Conclusione: un’eccessiva enfasi nelle notizie sarebbe fortemente associata ad amplificazioni già presenti nei comunicati stampa universitari. L’organo che dovrebbe garantire una divulgazione corretta e puntuale dell’attività di ricerca di un’istituzione scientifica, in realtà, è spesso causa della sua mistificazione.  

«Riassumere il contenuto di un lavoro scientifico, per farlo conoscere ai giornalisti e a un pubblico più vasto, prevede necessariamente dei cambiamenti nello stile di presentazione e delle semplificazioni per stimolare l’interesse nei confronti della ricerca, ma questo non giustifica le esagerazioni», continua Sumner. Tanto più che le notizie su medicina e salute pubblicate dai media possono influenzare le scelte di vita delle persone in ambito sanitario. 

Certo, non accade sempre che i comunicati stampa contengano affermazioni amplificate, ma il fatto che comunque accada desta preoccupazione e perplessità, anche perché spesso questi comunicati vengono approvati dagli stessi autori della ricerca. 

Cosa li spinge ad avallare dichiarazioni che non si attengono strettamente ai risultati conseguiti nei loro studi? 
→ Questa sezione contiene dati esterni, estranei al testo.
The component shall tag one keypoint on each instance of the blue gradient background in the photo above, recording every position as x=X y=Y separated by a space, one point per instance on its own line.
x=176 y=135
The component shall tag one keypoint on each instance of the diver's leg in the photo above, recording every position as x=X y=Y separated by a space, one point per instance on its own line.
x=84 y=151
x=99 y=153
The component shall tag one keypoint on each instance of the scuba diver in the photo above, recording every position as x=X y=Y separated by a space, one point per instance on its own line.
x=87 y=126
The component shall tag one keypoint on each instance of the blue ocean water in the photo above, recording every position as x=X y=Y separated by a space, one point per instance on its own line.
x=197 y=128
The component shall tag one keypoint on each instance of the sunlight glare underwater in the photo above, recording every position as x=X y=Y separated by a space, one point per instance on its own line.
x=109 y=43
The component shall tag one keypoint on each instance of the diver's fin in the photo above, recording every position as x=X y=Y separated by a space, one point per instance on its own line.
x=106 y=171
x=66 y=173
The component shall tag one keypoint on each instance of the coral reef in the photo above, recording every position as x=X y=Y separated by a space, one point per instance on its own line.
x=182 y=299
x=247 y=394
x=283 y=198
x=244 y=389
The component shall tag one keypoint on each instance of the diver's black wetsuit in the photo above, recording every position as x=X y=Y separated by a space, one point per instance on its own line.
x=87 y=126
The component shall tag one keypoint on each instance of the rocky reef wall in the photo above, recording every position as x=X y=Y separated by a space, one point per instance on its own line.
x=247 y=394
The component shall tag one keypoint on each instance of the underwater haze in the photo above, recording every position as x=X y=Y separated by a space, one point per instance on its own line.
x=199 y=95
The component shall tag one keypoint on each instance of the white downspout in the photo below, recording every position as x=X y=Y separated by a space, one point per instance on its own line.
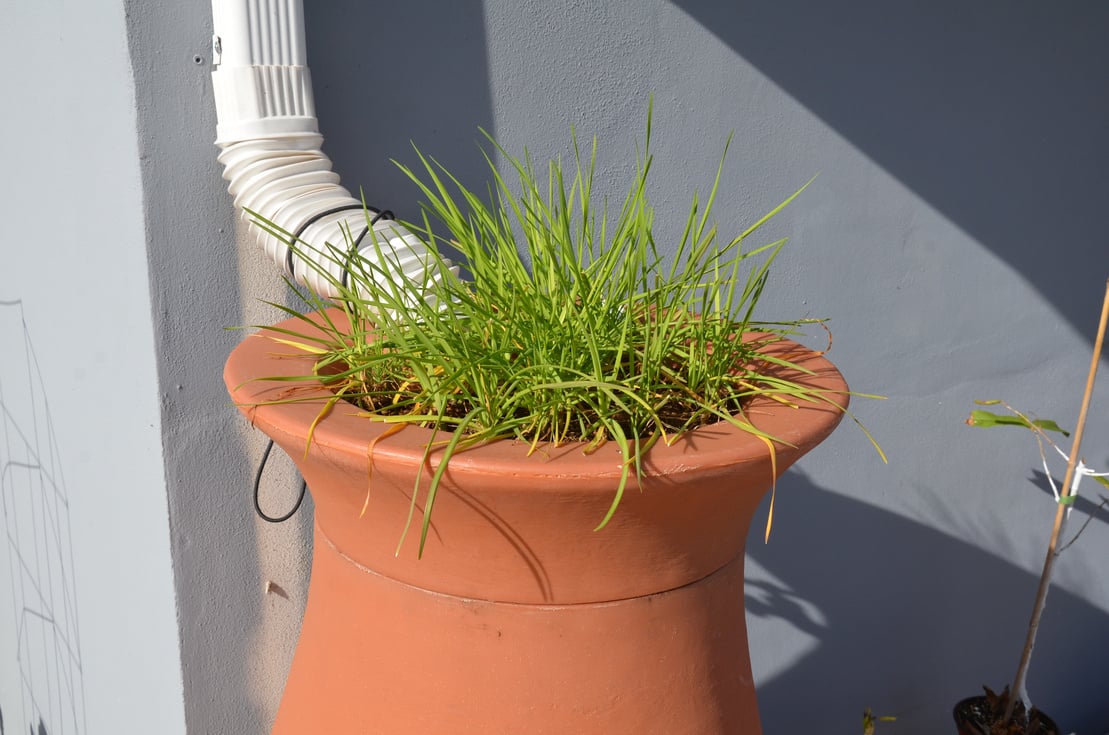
x=270 y=146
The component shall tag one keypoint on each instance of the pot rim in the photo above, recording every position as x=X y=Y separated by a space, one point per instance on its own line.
x=347 y=429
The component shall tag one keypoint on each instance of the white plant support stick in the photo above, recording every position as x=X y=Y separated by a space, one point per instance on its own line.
x=1060 y=516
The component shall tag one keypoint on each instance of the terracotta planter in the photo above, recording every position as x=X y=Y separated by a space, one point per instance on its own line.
x=520 y=618
x=970 y=715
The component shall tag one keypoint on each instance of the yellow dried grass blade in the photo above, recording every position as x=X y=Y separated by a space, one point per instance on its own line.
x=773 y=485
x=301 y=345
x=369 y=460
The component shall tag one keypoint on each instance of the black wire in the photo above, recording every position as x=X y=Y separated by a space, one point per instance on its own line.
x=316 y=217
x=384 y=214
x=257 y=482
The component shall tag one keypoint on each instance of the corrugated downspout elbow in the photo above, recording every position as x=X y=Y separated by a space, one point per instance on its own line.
x=270 y=146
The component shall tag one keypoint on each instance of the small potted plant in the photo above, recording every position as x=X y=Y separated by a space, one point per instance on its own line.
x=1009 y=713
x=532 y=487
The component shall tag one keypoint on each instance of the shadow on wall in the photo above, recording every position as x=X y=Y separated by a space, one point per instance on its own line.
x=906 y=620
x=386 y=77
x=994 y=112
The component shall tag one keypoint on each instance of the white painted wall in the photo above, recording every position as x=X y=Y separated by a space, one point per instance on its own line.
x=88 y=616
x=954 y=236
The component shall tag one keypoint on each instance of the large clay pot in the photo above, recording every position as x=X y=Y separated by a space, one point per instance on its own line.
x=520 y=618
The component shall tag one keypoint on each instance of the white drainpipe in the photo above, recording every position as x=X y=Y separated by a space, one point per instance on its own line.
x=270 y=146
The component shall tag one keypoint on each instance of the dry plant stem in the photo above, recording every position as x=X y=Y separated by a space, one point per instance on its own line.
x=1018 y=682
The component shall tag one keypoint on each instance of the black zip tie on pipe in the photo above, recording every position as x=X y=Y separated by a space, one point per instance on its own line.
x=384 y=214
x=257 y=482
x=291 y=244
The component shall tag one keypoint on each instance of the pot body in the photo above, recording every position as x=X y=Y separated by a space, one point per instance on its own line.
x=970 y=712
x=520 y=618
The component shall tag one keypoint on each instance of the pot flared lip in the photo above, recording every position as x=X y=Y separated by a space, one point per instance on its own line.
x=257 y=370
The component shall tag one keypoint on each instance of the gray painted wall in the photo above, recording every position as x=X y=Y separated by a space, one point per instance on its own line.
x=953 y=236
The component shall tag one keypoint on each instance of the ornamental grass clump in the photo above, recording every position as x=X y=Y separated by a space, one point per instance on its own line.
x=573 y=326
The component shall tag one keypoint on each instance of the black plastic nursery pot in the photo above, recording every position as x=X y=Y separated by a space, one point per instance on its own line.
x=973 y=717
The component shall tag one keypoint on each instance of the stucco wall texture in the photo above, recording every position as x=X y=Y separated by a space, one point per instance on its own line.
x=953 y=235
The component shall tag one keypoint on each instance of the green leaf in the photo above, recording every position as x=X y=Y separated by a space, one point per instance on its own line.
x=987 y=419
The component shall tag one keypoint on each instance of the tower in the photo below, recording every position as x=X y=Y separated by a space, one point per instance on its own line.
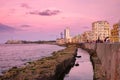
x=67 y=37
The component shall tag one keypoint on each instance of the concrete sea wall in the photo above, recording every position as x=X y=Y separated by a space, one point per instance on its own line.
x=49 y=68
x=106 y=60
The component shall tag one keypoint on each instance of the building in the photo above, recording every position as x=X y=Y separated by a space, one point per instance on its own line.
x=115 y=33
x=101 y=30
x=60 y=41
x=77 y=39
x=67 y=36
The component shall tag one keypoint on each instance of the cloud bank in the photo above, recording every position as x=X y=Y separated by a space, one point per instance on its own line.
x=46 y=12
La crescente cultura della concorrenza tra università e la necessità che gli atenei e i gruppi di ricerca hanno di autopromuoversi per guadagnare visibilità e nuovi fondi potrebbero in parte spiegare il fenomeno. A tutto questo va aggiunta la pressione esercitata sui giornalisti cui si chiede spesso di fare di più in meno tempo, anche se ciò non li solleva dalla responsabilità di verificare alla fonte principale, la pubblicazione scientifica in questi casi, la veridicità di quello che riportano. E affermazioni appropriate e accurate sono un punto di partenza necessario per una corretta informazione scientifica, anche se rivolta al grande pubblico. 

Ma se è nel mondo accademico che spesso nascono le mistificazioni, proprio questo mondo ha la possibilità di fare la differenza nella qualità della comunicazione medico-scientifica. In un editoriale che accompagna la ricerca di Sumner e colleghi, l’epidemiologo londinese Ben Goldacre, sostiene, infatti, che i comunicati stampa dovrebbero essere parte integrante del processo di pubblicazione scientifica, strettamente associati all’articolo che riporta la ricerca, revisionati e responsabilmente firmati dai loro autori.